In 1951 plans were unfolded for an equivalent institution to be opened in Poznań. Olga Sławska-Lipczyńska became a founder and creator of the National Ballet School ("Szkoła Baletowa") in Poznań, managing the school in the key position as artistic director till 1970, following which she stayed on as a teacher of classical dance ("...od tańca klasycznego") till 1973. One of the ways in which she was able to ensure the highest standards at the Poznań ballet school involved recruitment. She was able to attract and select some of Poland's leading exponents of dance. Her appointees to the teaching staff included Barbara Kostrzewska and Teresa Kujawa. Celebrities from the world of Polish ballet from among her former pupils include Ewa Wycichowska and Juliusz Stańda.
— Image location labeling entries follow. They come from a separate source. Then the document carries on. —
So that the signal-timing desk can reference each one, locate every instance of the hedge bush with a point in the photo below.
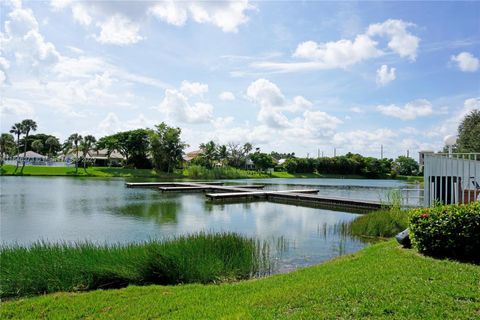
(449, 231)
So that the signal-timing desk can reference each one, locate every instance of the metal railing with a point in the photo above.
(451, 178)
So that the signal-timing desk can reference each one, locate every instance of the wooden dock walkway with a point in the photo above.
(236, 193)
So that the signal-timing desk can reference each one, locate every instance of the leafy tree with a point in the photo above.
(85, 145)
(74, 141)
(134, 146)
(7, 144)
(469, 133)
(209, 154)
(222, 153)
(27, 126)
(262, 161)
(37, 145)
(17, 130)
(53, 145)
(166, 147)
(405, 166)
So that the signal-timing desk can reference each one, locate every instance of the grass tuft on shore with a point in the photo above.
(381, 281)
(199, 258)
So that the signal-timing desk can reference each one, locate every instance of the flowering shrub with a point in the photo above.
(450, 231)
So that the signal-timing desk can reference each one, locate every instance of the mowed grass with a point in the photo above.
(203, 258)
(383, 223)
(70, 171)
(381, 281)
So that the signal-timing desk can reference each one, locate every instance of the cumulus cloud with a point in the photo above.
(118, 30)
(401, 41)
(15, 107)
(466, 62)
(22, 38)
(344, 53)
(339, 54)
(177, 106)
(226, 96)
(385, 75)
(193, 88)
(119, 22)
(273, 104)
(410, 111)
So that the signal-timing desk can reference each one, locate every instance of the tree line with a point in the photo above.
(162, 148)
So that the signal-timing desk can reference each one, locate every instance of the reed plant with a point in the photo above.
(198, 258)
(385, 223)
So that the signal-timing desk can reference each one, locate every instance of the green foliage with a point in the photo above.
(44, 268)
(405, 166)
(469, 133)
(262, 160)
(381, 281)
(166, 147)
(451, 231)
(7, 145)
(201, 172)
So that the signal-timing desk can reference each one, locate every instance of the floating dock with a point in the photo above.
(236, 193)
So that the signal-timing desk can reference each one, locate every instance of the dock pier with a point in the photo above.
(218, 192)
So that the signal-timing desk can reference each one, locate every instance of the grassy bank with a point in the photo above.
(45, 268)
(193, 172)
(381, 281)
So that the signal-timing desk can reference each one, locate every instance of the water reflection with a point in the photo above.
(104, 211)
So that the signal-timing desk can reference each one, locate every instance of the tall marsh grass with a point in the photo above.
(202, 258)
(200, 172)
(386, 223)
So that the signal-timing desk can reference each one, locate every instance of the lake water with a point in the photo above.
(105, 211)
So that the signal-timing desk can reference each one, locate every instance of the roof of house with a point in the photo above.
(31, 154)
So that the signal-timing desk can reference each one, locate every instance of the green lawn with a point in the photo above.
(381, 281)
(216, 173)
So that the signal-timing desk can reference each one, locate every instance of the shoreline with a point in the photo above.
(118, 172)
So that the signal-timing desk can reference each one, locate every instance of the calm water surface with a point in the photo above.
(105, 211)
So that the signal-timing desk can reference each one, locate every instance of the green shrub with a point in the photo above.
(45, 268)
(449, 231)
(383, 223)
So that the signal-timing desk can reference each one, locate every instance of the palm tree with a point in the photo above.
(75, 139)
(51, 142)
(27, 126)
(17, 129)
(87, 144)
(37, 145)
(6, 143)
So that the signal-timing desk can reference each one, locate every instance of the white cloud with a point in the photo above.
(118, 30)
(226, 96)
(120, 21)
(193, 88)
(227, 15)
(385, 75)
(411, 110)
(363, 141)
(15, 107)
(339, 54)
(401, 41)
(344, 53)
(356, 110)
(466, 62)
(176, 106)
(265, 93)
(23, 39)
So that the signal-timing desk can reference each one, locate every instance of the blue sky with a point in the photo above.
(286, 76)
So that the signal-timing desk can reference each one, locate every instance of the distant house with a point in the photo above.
(31, 157)
(189, 156)
(99, 157)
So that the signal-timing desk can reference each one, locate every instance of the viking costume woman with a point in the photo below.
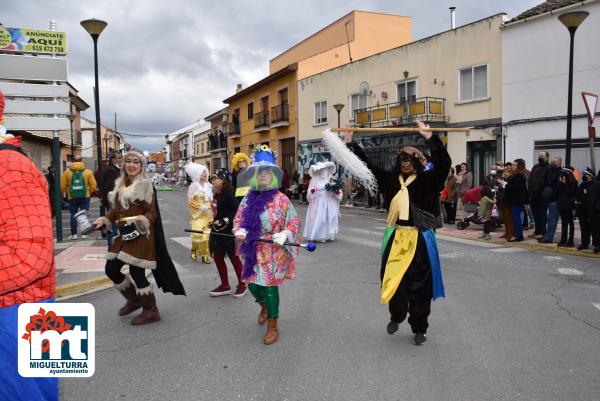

Polish ballet is also indebted to Sławska-Lipczyńska for her 1952 translation of Agrippina Vaganova's text book "Zasady tańca klasycznego" ("Principles of Classical Dance") which has become a near-universal primer for Polish teachers of classical dance.

Olga Sławska-Lipczyńska died at Poznań on 29 April 1991 meaning that, perhaps appropriately, her death coincided with that year's International Dance Day. The dance academy was renamed in her honour, "Ogólnokształcąca Szkoła Baletowa im. Olgi Sławskiej-Lipczyńskiej".